# Hung Sheng Pink



## Happypaphy7 (Mar 14, 2017)

Moquettianum x emersonii.

picked this one up from Ten Shin at a show in January.
There were a few, but I spotted one in low sheath. Yay!!
I have seen flowers of this cross before and picked one knowing the result won't be that good.
This flower came out close to my taste. I've seen much worse. 

Also, in person, the color is quite nice, salmon pink or white peach tone, rather unsual I'd say.

No fragrance, but large flower with a few more buds forming. 

The only main downside for me is that the plant is rather big.


----------



## mrhappyrotter (Mar 14, 2017)

Nice. I wish it were fragrant. I like the contrasting lip coloration, and if the flowers are large, that's a big plus.


----------



## Gilda (Mar 14, 2017)

Good find !!


----------



## gego (Mar 15, 2017)

Nice pastel color. Form is not bad at all. Keeper. 

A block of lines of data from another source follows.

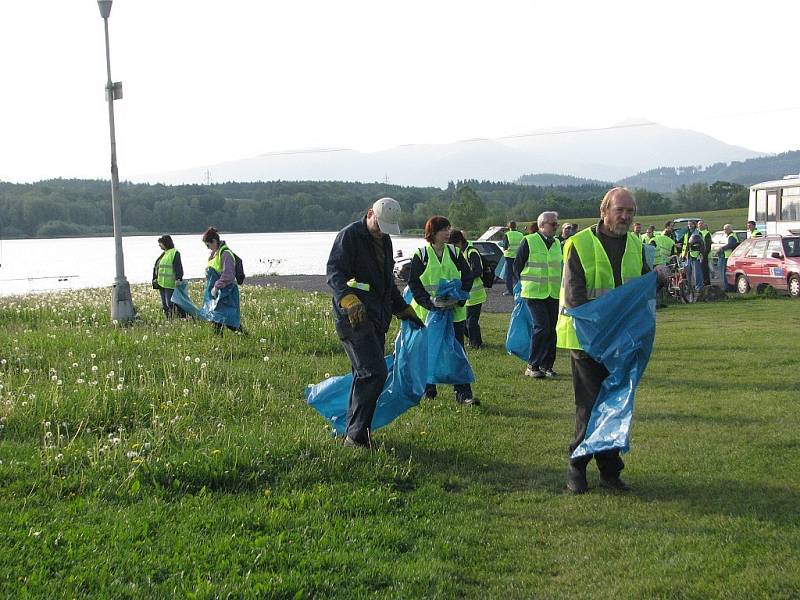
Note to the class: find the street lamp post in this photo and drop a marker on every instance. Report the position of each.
(122, 310)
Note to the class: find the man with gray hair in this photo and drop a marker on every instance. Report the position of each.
(538, 267)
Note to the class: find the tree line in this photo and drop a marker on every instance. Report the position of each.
(71, 207)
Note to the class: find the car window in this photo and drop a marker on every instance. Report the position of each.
(757, 251)
(792, 246)
(774, 246)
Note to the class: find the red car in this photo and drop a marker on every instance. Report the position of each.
(770, 260)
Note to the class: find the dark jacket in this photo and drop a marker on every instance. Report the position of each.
(418, 267)
(353, 256)
(574, 278)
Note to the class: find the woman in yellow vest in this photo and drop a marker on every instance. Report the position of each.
(221, 284)
(477, 293)
(538, 267)
(431, 263)
(167, 273)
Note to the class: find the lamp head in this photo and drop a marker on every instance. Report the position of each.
(105, 8)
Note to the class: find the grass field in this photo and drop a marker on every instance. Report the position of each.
(160, 461)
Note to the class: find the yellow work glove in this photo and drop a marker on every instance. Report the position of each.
(409, 314)
(355, 309)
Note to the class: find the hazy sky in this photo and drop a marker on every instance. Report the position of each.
(207, 81)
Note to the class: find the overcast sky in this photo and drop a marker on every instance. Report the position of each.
(206, 81)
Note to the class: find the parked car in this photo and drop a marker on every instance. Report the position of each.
(771, 260)
(720, 239)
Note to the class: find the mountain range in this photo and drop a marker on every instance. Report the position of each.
(606, 154)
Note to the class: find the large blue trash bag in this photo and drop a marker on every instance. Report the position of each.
(447, 361)
(223, 309)
(616, 330)
(403, 389)
(520, 327)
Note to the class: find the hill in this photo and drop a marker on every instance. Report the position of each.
(747, 172)
(606, 154)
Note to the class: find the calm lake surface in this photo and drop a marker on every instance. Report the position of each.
(44, 265)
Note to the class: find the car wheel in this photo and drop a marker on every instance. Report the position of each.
(741, 284)
(794, 286)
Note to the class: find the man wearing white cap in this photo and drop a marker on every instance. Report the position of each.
(364, 300)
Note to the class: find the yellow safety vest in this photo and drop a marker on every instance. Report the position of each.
(514, 240)
(599, 276)
(664, 245)
(436, 270)
(166, 273)
(735, 238)
(541, 277)
(477, 294)
(215, 262)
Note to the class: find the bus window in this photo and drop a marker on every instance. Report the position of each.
(761, 206)
(772, 206)
(790, 204)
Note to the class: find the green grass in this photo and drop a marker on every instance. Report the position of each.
(205, 474)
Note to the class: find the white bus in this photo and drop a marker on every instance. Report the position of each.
(775, 206)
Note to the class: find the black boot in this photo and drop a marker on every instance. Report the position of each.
(576, 480)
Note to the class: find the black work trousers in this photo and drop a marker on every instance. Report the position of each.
(364, 346)
(473, 326)
(544, 313)
(462, 390)
(587, 378)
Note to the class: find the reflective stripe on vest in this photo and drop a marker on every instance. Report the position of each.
(436, 270)
(664, 245)
(599, 276)
(514, 240)
(477, 294)
(541, 277)
(358, 285)
(166, 273)
(735, 238)
(215, 262)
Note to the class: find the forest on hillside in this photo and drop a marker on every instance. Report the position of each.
(71, 207)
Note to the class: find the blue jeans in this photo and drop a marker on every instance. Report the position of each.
(695, 273)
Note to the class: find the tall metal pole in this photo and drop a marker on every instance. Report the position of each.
(122, 310)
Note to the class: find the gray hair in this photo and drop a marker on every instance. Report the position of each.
(547, 215)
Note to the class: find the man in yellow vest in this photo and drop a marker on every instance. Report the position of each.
(596, 260)
(510, 243)
(724, 253)
(364, 299)
(706, 235)
(538, 267)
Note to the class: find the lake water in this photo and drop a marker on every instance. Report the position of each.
(70, 263)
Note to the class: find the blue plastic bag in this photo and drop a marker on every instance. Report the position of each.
(520, 327)
(403, 389)
(223, 309)
(616, 330)
(447, 361)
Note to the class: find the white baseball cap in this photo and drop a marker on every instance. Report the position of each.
(387, 211)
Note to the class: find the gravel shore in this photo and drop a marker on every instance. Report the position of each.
(495, 302)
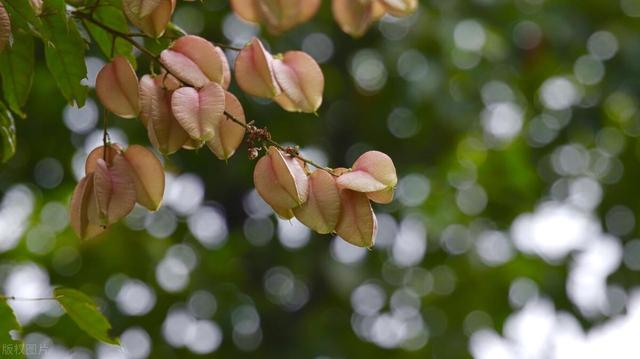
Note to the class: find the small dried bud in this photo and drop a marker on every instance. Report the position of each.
(357, 224)
(301, 82)
(373, 173)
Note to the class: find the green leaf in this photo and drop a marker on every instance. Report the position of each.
(8, 322)
(7, 135)
(16, 71)
(110, 13)
(84, 312)
(64, 52)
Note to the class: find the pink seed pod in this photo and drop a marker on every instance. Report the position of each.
(301, 82)
(150, 16)
(5, 27)
(281, 181)
(97, 153)
(117, 88)
(254, 71)
(114, 189)
(36, 5)
(83, 201)
(196, 61)
(357, 223)
(148, 176)
(198, 111)
(355, 16)
(372, 173)
(400, 8)
(165, 133)
(229, 135)
(282, 15)
(321, 211)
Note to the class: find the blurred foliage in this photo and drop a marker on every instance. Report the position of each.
(449, 141)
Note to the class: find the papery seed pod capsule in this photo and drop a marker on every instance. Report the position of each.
(254, 71)
(372, 173)
(228, 134)
(301, 82)
(165, 133)
(117, 88)
(246, 10)
(5, 27)
(198, 111)
(357, 223)
(321, 211)
(148, 176)
(282, 15)
(196, 61)
(355, 16)
(82, 201)
(114, 189)
(281, 181)
(400, 7)
(155, 21)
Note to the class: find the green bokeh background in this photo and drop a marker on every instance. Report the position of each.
(447, 104)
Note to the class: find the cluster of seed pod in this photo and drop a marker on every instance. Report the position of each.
(353, 16)
(188, 105)
(114, 181)
(328, 200)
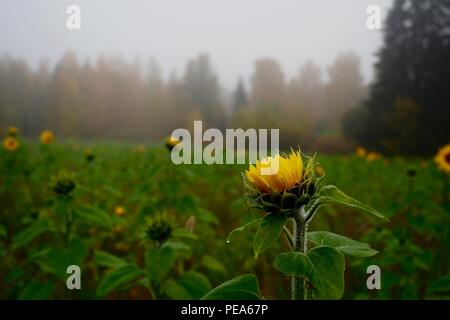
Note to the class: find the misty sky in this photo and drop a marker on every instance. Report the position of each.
(233, 32)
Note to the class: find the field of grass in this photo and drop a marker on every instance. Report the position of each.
(121, 189)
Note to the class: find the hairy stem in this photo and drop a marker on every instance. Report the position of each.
(298, 286)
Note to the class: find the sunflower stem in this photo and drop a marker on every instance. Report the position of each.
(298, 285)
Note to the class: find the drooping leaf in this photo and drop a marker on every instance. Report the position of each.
(36, 290)
(244, 287)
(342, 244)
(159, 261)
(29, 234)
(118, 278)
(190, 285)
(212, 263)
(332, 195)
(322, 267)
(106, 259)
(244, 228)
(268, 232)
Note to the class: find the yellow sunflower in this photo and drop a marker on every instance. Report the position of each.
(46, 137)
(372, 156)
(443, 159)
(289, 174)
(11, 144)
(13, 131)
(360, 152)
(119, 211)
(171, 142)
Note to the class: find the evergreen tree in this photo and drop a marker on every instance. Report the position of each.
(413, 66)
(240, 99)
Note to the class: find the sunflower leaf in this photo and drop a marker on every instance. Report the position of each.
(268, 232)
(332, 195)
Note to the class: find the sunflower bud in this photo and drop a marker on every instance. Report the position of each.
(158, 228)
(63, 184)
(11, 144)
(46, 137)
(13, 132)
(89, 155)
(291, 187)
(171, 142)
(442, 159)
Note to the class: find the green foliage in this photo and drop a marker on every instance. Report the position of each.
(342, 244)
(332, 195)
(268, 232)
(40, 234)
(244, 287)
(117, 278)
(322, 267)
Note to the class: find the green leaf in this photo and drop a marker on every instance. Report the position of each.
(58, 259)
(206, 216)
(322, 267)
(93, 216)
(103, 258)
(244, 287)
(159, 262)
(332, 195)
(213, 264)
(190, 285)
(440, 288)
(243, 228)
(268, 232)
(180, 247)
(183, 233)
(29, 234)
(3, 231)
(342, 244)
(118, 278)
(37, 291)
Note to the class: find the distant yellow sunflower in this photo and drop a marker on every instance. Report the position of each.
(372, 156)
(289, 174)
(443, 159)
(140, 148)
(360, 152)
(119, 211)
(171, 142)
(11, 144)
(46, 137)
(13, 131)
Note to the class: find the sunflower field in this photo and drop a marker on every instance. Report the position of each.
(136, 226)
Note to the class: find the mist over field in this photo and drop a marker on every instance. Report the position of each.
(94, 206)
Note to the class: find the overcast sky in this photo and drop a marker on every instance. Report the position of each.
(233, 32)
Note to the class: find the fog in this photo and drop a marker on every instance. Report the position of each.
(234, 33)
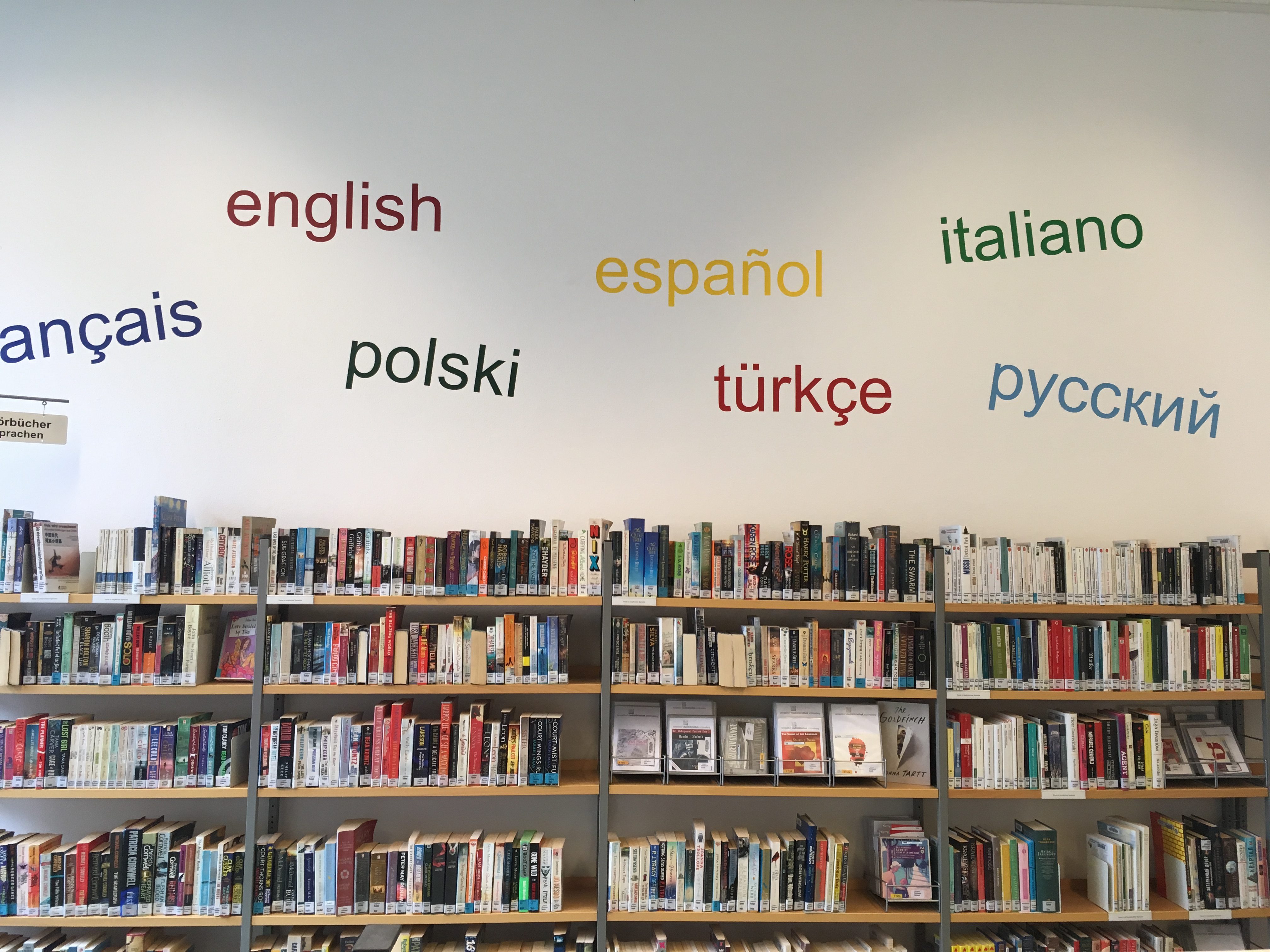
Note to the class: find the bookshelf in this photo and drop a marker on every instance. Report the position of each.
(587, 784)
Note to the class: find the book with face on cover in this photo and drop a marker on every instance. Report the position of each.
(799, 739)
(637, 745)
(906, 742)
(745, 747)
(856, 735)
(690, 737)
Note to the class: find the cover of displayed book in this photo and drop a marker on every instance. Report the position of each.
(906, 742)
(856, 740)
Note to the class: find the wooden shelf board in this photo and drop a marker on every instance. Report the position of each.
(115, 922)
(575, 687)
(1176, 790)
(807, 607)
(793, 694)
(1010, 610)
(573, 782)
(1116, 697)
(578, 905)
(863, 907)
(133, 690)
(129, 794)
(760, 787)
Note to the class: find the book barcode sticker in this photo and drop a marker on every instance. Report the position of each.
(1197, 916)
(1062, 794)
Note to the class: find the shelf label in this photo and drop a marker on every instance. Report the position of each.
(1062, 794)
(1198, 916)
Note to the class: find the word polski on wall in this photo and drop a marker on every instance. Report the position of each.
(138, 331)
(1104, 400)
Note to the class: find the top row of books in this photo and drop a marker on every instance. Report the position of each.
(807, 563)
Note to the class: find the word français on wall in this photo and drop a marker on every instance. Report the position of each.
(1104, 400)
(683, 276)
(402, 366)
(246, 209)
(838, 394)
(1056, 239)
(136, 331)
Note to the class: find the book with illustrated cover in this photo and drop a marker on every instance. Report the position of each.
(906, 742)
(56, 557)
(637, 739)
(799, 735)
(690, 735)
(745, 747)
(856, 737)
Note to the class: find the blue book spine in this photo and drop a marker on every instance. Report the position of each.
(634, 554)
(651, 547)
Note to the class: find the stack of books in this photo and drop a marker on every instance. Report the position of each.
(130, 647)
(1201, 866)
(803, 870)
(465, 745)
(806, 564)
(1132, 654)
(516, 649)
(141, 867)
(995, 569)
(1027, 860)
(77, 752)
(864, 654)
(430, 874)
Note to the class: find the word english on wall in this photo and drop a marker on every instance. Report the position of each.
(1103, 400)
(403, 366)
(840, 394)
(718, 279)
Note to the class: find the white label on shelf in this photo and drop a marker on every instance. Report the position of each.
(1062, 794)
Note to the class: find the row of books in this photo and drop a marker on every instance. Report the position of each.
(1131, 654)
(77, 752)
(1132, 749)
(803, 870)
(864, 654)
(884, 739)
(129, 647)
(1065, 937)
(350, 874)
(806, 564)
(141, 867)
(1013, 871)
(516, 649)
(995, 569)
(55, 940)
(1203, 866)
(465, 745)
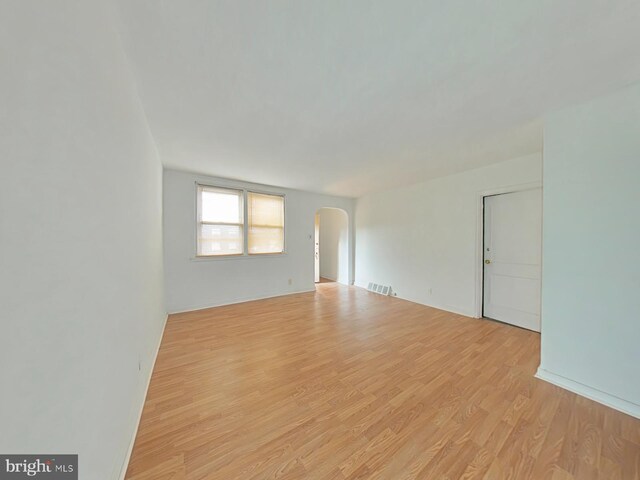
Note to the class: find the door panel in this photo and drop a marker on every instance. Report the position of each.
(513, 258)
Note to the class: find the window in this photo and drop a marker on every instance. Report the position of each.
(220, 221)
(266, 223)
(221, 228)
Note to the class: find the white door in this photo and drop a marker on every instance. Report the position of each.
(513, 258)
(317, 250)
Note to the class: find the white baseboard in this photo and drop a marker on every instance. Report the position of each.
(193, 308)
(594, 394)
(125, 465)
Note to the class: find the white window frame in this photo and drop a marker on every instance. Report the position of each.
(245, 226)
(199, 221)
(246, 220)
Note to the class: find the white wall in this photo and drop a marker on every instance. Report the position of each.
(591, 274)
(193, 283)
(80, 237)
(334, 245)
(423, 239)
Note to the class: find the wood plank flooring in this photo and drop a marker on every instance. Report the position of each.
(347, 384)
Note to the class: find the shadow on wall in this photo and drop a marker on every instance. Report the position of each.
(334, 244)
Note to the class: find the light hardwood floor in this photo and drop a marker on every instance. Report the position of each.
(343, 383)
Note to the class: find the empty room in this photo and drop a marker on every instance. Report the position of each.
(286, 239)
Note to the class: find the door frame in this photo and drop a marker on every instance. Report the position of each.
(479, 270)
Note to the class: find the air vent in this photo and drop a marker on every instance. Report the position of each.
(378, 288)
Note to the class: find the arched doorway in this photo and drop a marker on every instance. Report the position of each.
(332, 245)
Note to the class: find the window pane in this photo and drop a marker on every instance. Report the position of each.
(266, 210)
(220, 240)
(220, 206)
(266, 240)
(266, 223)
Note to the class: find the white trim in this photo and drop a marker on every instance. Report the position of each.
(125, 465)
(591, 393)
(193, 308)
(446, 308)
(480, 233)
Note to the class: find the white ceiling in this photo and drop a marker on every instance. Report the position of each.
(349, 97)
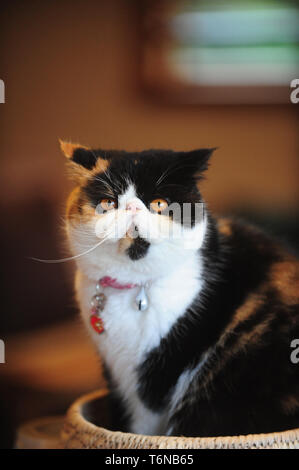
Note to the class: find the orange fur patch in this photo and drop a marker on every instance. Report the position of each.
(224, 226)
(68, 148)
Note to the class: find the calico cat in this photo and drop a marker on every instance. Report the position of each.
(194, 330)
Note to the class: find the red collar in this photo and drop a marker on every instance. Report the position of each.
(108, 281)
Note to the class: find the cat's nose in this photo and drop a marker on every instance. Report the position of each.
(133, 206)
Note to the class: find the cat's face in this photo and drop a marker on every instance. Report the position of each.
(135, 203)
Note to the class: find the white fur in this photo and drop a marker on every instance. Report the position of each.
(174, 275)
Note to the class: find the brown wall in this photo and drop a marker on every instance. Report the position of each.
(71, 71)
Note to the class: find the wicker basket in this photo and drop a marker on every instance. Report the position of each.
(79, 432)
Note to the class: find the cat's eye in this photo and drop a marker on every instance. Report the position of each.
(159, 205)
(108, 204)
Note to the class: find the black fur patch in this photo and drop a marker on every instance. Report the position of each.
(233, 267)
(155, 174)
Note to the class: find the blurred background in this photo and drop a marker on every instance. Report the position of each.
(128, 75)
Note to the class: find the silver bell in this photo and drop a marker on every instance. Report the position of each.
(141, 300)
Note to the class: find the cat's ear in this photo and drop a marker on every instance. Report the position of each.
(81, 160)
(197, 160)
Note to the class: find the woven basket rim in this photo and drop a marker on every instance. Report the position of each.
(76, 421)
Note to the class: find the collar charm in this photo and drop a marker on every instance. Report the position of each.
(97, 303)
(98, 300)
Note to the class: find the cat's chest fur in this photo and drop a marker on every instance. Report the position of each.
(130, 334)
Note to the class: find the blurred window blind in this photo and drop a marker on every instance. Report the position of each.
(235, 42)
(221, 51)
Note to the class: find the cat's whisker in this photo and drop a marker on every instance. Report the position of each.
(70, 258)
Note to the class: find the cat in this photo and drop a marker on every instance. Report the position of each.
(194, 330)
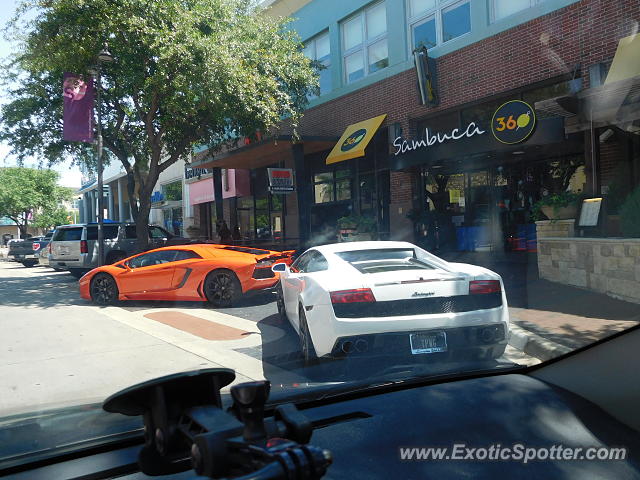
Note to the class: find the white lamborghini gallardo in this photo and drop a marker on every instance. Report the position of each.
(359, 299)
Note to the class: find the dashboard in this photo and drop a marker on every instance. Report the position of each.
(369, 434)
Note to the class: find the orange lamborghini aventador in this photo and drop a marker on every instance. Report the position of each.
(219, 274)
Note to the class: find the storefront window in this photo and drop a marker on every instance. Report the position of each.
(172, 191)
(245, 217)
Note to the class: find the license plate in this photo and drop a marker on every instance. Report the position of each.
(432, 342)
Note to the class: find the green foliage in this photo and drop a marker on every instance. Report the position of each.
(619, 188)
(557, 201)
(197, 72)
(27, 193)
(630, 215)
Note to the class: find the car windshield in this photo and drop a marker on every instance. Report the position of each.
(328, 195)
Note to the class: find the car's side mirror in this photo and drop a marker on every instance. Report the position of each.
(279, 268)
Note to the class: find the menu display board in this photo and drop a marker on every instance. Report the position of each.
(590, 212)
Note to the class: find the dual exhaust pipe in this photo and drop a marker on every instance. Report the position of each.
(360, 346)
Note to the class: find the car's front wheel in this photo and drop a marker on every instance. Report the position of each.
(222, 288)
(104, 289)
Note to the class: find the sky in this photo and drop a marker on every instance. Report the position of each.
(69, 175)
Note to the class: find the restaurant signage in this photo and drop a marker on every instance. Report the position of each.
(513, 122)
(191, 173)
(280, 180)
(431, 139)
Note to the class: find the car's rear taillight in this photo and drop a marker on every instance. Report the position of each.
(484, 286)
(353, 296)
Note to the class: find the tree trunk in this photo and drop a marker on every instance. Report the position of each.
(142, 223)
(23, 230)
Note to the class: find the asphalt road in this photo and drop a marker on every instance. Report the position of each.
(57, 349)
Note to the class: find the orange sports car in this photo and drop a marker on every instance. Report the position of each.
(219, 274)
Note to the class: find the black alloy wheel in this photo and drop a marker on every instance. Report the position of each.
(104, 290)
(222, 288)
(309, 356)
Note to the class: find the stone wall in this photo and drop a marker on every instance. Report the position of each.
(606, 265)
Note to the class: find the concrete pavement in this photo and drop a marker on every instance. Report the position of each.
(58, 349)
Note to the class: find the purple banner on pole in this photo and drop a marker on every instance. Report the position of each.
(78, 108)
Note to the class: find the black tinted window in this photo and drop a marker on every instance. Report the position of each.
(152, 258)
(157, 232)
(301, 263)
(110, 232)
(185, 255)
(68, 234)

Sent from my HTC One using Tapatalk


----------



## Mark Karayannis (Mar 15, 2017)

Nice soft colors, Ilike it


----------



## Ozpaph (Mar 15, 2017)

Thats a very good outcome. Emersonii didnt wash all the colour out.


----------



## OrchidIsa (Mar 15, 2017)

Oh this one is cool !  Shape and colors are great!!!


----------



## Happypaphy7 (Mar 15, 2017)

The first photo does not really capture the color well, unfortunately.

I am fascinated by the pouch color.
It is peach/salmon on the front, but the top around the rim and its surrounding area is this bright yellow.

The dorsal is pretty much moquettianum. Markings on the petals are also moquettianum. 
I'm glad the petals turned out rather wide for the cross. 

Hopefully the next flower will open without the dimples.


----------



## Erythrone (Mar 15, 2017)

Lovely!


----------



## NYEric (Mar 16, 2017)

Son of a ... Now I know why you were leaving when I got there! 
Thanks for sharing.


----------



## Happypaphy7 (Mar 16, 2017)

haha 

Mine is a multiple growth plant, too! ha~

Ok, if I keep this alive long enough, and divide, I'll give you a piece. 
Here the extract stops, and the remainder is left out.